Because a minimum of 2 weeks of antimicrobial treatment is recommended for adults with uncomplicated bacteremia, clinicians at our institution determine whether antimicrobial treatment should be continued or not within approximately 2 weeks after starting antibiotic administration.19,20 Therefore, we investigated the lowest CRP levels during 2 weeks after the onset of MSSA bacteremia and demonstrated that lowest CRP levels of >3 mg/dL were significantly associated with metastatic infection. Welsch et al21 demonstrated that CRP levels in patients with complications were persistently high after pancreatic resections. These results suggested that persistently high CRP levels were associated with complications because CRP levels increase after tissue injury.22 Thus, persistently high CRP levels may have an important role compared with CRP levels at the diagnosis of MSSA bacteremia. Therefore, we should aggressively examine for metastatic infections in patients with unexplained persistently high CRP levels even after adequate antibiotic treatment.

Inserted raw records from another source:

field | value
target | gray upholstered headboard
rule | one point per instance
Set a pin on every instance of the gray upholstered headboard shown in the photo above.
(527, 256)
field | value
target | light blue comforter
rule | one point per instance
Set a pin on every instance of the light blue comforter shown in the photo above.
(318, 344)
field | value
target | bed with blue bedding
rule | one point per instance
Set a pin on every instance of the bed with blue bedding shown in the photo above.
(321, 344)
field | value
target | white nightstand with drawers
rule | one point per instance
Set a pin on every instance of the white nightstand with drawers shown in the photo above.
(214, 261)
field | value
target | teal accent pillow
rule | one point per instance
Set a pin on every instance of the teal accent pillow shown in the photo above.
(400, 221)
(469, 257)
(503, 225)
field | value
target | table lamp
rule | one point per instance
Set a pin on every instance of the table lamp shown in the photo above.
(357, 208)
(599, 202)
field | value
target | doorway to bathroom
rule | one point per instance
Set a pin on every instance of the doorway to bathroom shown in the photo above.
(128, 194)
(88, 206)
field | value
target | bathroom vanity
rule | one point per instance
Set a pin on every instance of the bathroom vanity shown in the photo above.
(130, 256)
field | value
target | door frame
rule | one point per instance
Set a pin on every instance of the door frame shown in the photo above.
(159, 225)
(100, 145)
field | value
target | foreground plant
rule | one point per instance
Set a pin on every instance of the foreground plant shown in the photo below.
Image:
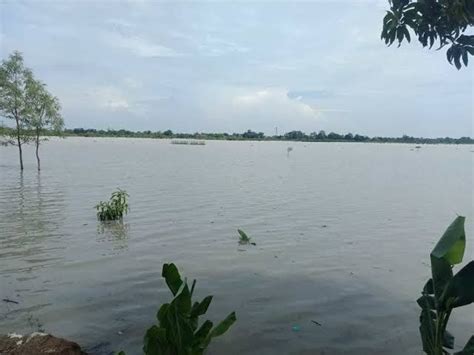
(178, 331)
(445, 291)
(115, 208)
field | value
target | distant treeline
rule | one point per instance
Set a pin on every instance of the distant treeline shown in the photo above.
(299, 136)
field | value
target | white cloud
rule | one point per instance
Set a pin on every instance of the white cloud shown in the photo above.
(139, 46)
(110, 98)
(274, 102)
(214, 46)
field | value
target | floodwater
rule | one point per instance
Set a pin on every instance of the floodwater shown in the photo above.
(343, 234)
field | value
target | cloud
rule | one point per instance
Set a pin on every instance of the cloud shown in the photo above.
(138, 46)
(214, 46)
(239, 109)
(274, 101)
(110, 98)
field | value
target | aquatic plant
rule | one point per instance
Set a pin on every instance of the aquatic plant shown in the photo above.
(115, 208)
(445, 291)
(178, 331)
(244, 238)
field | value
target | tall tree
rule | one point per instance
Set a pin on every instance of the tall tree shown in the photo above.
(444, 22)
(13, 80)
(43, 112)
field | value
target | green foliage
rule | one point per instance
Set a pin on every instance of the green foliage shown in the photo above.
(14, 77)
(291, 136)
(178, 331)
(445, 291)
(243, 237)
(115, 208)
(432, 21)
(26, 101)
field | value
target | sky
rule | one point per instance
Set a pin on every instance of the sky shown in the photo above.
(222, 66)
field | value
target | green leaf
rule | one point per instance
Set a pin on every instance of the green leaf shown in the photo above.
(442, 273)
(428, 288)
(464, 57)
(406, 33)
(448, 340)
(201, 308)
(161, 314)
(452, 244)
(172, 277)
(461, 287)
(223, 326)
(427, 330)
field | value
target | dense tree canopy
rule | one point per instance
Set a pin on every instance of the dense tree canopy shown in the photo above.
(440, 22)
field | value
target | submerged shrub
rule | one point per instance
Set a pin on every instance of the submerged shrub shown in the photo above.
(178, 331)
(244, 238)
(115, 208)
(445, 291)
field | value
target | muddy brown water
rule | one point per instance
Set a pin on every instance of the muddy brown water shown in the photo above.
(343, 234)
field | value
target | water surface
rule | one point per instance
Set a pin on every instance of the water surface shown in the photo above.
(343, 235)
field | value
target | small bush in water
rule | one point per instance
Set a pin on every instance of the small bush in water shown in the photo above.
(178, 331)
(113, 209)
(445, 291)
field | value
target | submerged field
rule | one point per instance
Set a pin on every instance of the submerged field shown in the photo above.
(343, 233)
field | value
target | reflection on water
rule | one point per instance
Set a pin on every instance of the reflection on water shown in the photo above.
(114, 232)
(343, 234)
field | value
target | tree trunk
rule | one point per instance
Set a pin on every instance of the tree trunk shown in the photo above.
(18, 138)
(37, 149)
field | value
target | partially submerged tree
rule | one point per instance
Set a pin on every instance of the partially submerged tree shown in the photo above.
(443, 22)
(43, 112)
(13, 104)
(27, 102)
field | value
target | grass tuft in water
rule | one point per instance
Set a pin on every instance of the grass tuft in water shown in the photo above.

The most important limitation of this study is that it was retrospective. CRP levels were not measured serially during the 2-week study. In addition, 5 of 23 patients who provided blood cultures >48 hours after antibiotic treatment had positive results; other studies have indicated that persistent positive blood cultures are significantly associated with metastatic infections.9,11,12 Therefore, we could not confirm whether persistent positive blood cultures were a predictive factor because blood cultures were not obtained 48 hours after antibiotic treatment in all patients. Moreover, in this study, routine transthoracic echocardiography was performed in 28 of 73 patients (38.4%), and transesophageal echocardiography was performed in only 1 patient. However, 1 patient with metastatic infection did not have persistent positive blood cultures 48 hours after appropriate antibiotic treatment, and vegetation was not detected with transthoracic echocardiography. Thus, we could not estimate the presence of metastatic infections only on the basis of the results obtained from blood cultures and echocardiography.

In conclusion, metastatic infections may be present in patients with MSSA bacteremia, although they do not have any localized symptom or persistent positive bacteremia. Therefore, we should observe the predictive factors for metastatic infections, including persistent fever, treatment delay and persistently high CRP levels.